The suit cites TV ads that tout Jack in the Box’s sirloin burgers and lampoon those made with Angus beef, which happens to be what’s in the Carl’s Jr. Six Dollar Burger and the Hardee’s Thickburger (and in premium burgers sold at McDonald’s and Burger King).
In one ad, Jack, the mascot whose head looks like an upside-down ice cream cone, is asked to point to a cow’s “angus area” on a diagram. He says sheepishly: “I’d rather not.”
In the other, employees laugh hysterically when a colleague talks about rivals’ “Angus burgers.”
The suit contends the ads give burger lovers a bum steer.
“While Defendant may find humorous the aural and phonetic similarities between the words ‘Angus’ and ‘anus,’ ” the suit says, the link is made to create “the erroneous notion that all cuts of Angus beef are derived from the anus of beef cattle.”

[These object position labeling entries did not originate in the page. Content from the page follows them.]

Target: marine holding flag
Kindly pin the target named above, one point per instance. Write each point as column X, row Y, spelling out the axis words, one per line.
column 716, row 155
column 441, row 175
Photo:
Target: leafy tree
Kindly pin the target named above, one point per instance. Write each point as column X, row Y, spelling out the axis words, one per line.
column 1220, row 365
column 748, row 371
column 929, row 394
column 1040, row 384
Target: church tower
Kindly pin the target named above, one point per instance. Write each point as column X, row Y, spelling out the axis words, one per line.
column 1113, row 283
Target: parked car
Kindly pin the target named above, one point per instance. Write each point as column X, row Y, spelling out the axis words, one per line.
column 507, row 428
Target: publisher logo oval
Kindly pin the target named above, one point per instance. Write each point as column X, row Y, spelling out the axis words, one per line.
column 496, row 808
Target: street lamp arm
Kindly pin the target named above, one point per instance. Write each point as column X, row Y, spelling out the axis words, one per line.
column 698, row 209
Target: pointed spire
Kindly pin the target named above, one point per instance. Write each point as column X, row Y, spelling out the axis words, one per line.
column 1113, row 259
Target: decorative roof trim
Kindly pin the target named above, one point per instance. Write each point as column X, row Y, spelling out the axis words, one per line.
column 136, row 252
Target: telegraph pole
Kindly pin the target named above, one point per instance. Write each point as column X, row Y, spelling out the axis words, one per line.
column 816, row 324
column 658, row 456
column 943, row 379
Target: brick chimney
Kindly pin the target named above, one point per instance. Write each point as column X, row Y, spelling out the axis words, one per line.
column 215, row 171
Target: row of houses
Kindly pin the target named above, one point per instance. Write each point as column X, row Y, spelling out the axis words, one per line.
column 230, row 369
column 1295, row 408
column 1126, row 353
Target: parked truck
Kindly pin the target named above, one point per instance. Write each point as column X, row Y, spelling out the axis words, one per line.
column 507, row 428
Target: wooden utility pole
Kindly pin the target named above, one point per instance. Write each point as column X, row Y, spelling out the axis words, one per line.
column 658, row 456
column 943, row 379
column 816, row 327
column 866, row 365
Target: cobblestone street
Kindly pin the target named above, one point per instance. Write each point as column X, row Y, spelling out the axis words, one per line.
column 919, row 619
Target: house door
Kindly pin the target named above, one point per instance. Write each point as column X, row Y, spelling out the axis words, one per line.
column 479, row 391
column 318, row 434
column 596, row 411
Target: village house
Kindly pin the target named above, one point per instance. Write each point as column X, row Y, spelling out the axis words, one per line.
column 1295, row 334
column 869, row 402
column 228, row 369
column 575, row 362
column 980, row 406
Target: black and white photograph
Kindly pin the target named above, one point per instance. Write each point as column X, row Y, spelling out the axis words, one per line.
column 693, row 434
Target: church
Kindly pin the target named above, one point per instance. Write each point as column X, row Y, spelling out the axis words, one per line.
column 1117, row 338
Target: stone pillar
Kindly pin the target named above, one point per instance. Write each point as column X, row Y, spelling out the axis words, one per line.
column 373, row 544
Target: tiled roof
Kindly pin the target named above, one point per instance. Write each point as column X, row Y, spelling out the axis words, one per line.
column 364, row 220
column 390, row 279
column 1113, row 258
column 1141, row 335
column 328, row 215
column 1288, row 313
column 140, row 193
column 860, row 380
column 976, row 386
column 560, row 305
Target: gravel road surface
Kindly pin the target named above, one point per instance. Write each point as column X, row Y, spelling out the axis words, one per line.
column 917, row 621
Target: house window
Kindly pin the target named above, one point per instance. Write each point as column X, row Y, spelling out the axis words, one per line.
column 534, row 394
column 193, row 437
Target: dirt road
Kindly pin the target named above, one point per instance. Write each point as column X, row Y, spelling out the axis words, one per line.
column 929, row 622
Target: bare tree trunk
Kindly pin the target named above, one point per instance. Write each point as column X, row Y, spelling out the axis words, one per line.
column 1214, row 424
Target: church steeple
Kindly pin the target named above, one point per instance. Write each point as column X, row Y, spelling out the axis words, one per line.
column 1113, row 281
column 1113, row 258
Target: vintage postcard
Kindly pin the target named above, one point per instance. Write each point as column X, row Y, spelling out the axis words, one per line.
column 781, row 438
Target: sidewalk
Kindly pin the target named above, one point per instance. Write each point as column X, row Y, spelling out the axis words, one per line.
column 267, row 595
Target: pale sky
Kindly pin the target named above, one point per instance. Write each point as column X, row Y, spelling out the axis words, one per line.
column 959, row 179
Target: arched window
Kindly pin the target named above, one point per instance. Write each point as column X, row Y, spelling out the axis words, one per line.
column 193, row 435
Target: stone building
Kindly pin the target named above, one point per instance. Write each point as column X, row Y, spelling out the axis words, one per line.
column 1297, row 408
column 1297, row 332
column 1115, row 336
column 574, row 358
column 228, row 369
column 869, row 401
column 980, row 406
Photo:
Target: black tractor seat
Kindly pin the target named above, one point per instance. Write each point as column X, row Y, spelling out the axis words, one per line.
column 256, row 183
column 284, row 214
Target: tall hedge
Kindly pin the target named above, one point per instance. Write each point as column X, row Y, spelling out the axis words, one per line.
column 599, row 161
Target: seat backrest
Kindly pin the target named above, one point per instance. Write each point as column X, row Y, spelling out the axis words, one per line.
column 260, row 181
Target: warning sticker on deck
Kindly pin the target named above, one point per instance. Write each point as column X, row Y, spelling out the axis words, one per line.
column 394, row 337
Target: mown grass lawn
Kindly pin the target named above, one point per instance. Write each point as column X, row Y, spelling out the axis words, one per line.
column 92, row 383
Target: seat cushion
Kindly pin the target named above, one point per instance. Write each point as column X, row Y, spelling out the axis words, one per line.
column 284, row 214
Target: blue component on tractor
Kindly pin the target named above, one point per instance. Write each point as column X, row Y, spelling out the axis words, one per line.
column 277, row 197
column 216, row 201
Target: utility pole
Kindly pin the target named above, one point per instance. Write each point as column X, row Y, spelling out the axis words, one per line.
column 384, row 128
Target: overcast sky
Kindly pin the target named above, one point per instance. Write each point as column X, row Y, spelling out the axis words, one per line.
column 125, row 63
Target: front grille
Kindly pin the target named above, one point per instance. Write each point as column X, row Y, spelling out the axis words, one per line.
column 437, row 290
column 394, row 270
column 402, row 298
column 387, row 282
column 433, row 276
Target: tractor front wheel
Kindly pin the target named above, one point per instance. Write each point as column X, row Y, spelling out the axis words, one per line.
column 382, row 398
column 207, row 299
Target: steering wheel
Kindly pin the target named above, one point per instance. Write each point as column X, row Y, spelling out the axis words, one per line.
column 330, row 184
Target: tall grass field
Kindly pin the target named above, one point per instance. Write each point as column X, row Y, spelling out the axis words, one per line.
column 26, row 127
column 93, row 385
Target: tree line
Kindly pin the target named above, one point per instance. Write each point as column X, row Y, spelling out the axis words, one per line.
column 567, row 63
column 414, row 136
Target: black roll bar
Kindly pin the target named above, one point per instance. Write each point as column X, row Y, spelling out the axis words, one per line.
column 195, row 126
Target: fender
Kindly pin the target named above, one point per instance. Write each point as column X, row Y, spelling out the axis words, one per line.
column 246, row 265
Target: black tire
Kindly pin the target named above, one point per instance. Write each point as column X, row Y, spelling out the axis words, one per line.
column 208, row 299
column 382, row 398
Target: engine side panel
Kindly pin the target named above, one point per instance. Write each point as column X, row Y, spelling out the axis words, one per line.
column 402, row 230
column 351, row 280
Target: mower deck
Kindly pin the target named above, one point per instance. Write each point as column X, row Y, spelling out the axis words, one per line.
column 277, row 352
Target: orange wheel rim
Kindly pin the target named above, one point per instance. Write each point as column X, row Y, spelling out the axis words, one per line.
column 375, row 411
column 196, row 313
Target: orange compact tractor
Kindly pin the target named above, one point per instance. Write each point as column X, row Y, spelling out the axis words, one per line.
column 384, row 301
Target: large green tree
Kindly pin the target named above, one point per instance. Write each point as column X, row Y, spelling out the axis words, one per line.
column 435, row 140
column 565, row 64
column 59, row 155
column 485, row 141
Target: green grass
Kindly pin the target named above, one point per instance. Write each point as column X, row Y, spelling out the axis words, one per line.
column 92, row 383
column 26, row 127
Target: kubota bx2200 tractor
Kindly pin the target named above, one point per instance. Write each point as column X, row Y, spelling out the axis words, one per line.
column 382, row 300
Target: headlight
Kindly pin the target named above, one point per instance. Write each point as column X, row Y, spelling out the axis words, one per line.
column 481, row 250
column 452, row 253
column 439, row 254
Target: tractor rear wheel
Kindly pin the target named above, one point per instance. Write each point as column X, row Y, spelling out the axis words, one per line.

Customers of Carpenteria-based CKE have actually asked why it charges $6 for a burger made from a cow’s bottom, Chief Executive Andy Puzder said.
Puzder relished the idea of taking on Jack in the Box. “If they want to have a war we will take the gloves off,” he said.
A spokeswoman for Jack in the Box said she couldn’t comment because the suit had only just been filed.
The suit, which claims that Jack’s sirloin burgers are made from “frozen sirloin butt meat,” seeks unspecified damages and asks that Jack in the Box run “corrective advertising.”
Will a jury agree that CKE has a legitimate beef?
“When you are dealing with ad content that is clearly intended to be funny, the courts give more protection to the advertiser,” said Kelli Sager, a partner at Davis, Wright Tremaine, which is also The Times’ outside counsel.
The ads were made by Secret Weapon Marketing of Santa Monica. Chief Creative Officer Dick Sittig told Adweek magazine that their humor was “no more crude than a middle-school joke about the planets,” adding, “or one planet in particular.”